如何使用Python将GitHub源中的原始Jupyter Notebook转换为JSON文件及JSON列表

阿华AIGC实验室

2026-4-30

Convert GitHub Jupyter Notebook to JSON (and JSON List) with Python

Got it, let's walk through exactly how to convert a Jupyter Notebook from GitHub into JSON format, plus how to turn specific parts (or the whole structure) into a JSON list using Python. Here's a practical, step-by-step breakdown:

Prerequisites

First, install the required libraries—these handle Notebook parsing and HTTP requests:

pip install nbformat requests

Step 1: Fetch the Raw Notebook from GitHub

GitHub serves Jupyter Notebooks as raw JSON under the hood, but you need the raw file URL (not the web page URL). To get this:

Go to your Notebook's GitHub page
Click the "Raw" button in the top-right of the file view
Copy that URL

Use requests to pull the raw content:

import requests
import nbformat
import json

# Replace with your Notebook's raw GitHub URL
raw_url = "https://raw.githubusercontent.com/your-username/your-repo/main/notebooks/example.ipynb"

try:
    response = requests.get(raw_url)
    response.raise_for_status()  # Raise error if request fails
    notebook_raw = response.text
except requests.exceptions.RequestException as e:
    print(f"Error fetching Notebook: {e}")

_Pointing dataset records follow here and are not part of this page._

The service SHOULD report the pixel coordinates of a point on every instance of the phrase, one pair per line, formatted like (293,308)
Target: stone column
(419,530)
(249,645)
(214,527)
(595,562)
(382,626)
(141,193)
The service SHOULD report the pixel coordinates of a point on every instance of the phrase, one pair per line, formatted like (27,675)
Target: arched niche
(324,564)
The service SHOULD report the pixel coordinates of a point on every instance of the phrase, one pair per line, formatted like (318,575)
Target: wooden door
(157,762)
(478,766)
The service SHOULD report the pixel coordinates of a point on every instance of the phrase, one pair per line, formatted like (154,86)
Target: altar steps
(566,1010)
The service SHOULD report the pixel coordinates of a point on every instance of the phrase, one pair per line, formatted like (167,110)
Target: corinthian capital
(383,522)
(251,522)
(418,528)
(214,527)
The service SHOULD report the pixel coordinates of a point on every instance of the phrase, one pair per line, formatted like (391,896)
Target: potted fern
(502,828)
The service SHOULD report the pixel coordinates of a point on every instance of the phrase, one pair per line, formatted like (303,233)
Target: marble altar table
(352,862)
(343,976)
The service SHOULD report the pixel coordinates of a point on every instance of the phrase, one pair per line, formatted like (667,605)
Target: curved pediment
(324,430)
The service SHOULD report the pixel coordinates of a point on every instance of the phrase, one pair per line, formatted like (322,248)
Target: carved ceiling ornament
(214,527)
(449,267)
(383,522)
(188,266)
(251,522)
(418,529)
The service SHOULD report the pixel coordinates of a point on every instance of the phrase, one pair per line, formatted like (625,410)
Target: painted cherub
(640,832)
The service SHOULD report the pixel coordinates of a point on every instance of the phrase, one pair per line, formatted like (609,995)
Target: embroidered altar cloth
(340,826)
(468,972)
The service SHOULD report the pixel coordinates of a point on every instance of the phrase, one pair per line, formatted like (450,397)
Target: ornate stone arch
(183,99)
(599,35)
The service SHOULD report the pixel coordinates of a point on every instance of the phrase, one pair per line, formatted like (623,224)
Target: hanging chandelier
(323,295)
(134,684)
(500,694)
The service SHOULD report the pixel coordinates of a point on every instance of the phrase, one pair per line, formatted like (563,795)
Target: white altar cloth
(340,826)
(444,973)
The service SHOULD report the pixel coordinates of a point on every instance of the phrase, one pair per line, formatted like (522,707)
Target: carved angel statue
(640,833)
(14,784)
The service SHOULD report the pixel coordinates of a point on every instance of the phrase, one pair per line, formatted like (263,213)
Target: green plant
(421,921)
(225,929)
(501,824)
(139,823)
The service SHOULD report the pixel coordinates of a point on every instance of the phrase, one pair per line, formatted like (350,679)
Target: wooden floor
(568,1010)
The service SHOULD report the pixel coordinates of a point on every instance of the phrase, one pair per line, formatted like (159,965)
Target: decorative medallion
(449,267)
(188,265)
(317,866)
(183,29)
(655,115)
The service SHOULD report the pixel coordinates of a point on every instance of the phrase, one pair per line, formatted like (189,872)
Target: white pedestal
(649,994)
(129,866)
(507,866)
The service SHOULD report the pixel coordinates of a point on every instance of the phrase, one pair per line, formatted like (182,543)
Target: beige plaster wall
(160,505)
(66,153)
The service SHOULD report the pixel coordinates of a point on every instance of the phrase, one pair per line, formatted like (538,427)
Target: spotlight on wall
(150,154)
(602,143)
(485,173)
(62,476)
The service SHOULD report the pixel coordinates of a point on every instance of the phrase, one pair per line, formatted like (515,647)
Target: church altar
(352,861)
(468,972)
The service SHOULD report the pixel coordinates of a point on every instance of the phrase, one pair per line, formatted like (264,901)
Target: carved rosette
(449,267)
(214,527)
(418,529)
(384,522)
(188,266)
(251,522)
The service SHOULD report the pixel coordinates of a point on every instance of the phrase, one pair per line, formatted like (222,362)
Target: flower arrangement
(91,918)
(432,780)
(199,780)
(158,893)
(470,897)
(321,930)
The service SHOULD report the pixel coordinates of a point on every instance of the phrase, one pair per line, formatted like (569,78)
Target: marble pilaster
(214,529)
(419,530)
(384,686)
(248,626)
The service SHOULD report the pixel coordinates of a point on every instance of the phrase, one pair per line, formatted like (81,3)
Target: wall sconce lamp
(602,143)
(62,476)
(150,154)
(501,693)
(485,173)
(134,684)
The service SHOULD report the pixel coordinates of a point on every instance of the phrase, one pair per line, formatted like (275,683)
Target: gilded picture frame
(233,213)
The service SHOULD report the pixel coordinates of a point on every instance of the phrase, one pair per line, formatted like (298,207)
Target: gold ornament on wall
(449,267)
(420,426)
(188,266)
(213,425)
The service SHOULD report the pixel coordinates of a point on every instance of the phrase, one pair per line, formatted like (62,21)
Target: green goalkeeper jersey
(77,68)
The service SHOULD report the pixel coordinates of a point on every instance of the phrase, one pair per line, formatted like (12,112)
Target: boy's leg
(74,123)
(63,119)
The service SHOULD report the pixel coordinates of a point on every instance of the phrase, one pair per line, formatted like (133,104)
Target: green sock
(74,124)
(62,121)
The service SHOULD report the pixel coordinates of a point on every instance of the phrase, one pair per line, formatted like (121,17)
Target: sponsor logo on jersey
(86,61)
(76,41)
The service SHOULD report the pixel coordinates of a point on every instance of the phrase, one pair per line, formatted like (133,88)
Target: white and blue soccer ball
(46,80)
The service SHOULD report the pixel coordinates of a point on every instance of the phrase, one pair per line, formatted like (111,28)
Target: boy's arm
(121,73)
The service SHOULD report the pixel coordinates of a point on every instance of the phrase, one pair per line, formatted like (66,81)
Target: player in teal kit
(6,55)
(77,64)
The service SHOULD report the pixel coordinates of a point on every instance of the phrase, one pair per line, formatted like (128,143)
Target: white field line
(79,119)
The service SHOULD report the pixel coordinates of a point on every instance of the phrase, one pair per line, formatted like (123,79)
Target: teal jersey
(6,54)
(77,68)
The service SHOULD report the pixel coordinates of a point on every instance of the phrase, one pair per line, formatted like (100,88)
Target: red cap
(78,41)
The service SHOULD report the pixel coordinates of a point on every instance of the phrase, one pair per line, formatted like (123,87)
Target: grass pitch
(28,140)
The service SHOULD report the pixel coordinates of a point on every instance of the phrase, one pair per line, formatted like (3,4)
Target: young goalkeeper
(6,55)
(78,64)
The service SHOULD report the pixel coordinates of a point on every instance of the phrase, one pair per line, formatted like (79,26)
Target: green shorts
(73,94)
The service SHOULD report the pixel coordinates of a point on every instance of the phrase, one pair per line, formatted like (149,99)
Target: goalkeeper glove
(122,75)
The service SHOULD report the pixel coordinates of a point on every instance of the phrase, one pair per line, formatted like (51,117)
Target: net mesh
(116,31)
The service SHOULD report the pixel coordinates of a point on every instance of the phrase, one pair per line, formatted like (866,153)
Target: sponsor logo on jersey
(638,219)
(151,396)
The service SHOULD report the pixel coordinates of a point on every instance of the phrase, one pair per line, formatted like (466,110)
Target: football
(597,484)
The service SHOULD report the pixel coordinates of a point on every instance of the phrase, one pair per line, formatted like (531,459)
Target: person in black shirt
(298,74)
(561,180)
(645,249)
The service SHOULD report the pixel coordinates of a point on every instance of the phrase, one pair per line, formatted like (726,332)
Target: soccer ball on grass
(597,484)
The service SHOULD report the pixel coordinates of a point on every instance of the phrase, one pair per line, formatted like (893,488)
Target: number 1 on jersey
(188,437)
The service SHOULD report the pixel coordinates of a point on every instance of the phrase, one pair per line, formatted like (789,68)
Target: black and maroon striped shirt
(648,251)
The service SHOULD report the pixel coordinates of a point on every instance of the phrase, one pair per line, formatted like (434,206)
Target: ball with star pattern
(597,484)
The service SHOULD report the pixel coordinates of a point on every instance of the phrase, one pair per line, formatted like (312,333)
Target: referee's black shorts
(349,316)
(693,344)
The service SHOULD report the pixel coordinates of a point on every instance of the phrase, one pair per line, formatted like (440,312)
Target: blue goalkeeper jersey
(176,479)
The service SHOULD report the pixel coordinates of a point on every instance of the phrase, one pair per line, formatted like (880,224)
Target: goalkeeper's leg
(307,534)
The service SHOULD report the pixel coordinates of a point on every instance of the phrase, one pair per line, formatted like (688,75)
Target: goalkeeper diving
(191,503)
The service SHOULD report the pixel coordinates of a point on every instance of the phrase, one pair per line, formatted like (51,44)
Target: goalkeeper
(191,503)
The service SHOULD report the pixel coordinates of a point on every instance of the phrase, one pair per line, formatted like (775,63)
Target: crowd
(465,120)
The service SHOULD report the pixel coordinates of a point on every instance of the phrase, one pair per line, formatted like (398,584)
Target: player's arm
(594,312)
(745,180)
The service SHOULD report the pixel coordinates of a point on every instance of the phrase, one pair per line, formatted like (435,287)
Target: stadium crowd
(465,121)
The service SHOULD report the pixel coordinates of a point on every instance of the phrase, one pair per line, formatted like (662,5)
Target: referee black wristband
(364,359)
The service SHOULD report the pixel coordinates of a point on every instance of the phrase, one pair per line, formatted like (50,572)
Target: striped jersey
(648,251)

Step 2: Convert the Notebook to JSON

The nbformat library is the official tool for working with Jupyter Notebook files. We'll parse the raw content and then serialize it to JSON:

# Parse the raw Notebook content into a Notebook object
notebook = nbformat.reads(notebook_raw, as_version=4)  # Version 4 is the current standard

# Convert the Notebook object to a JSON string
notebook_json = nbformat.writes(notebook)

# Save to a JSON file
with open("notebook_output.json", "w") as f:
    f.write(notebook_json)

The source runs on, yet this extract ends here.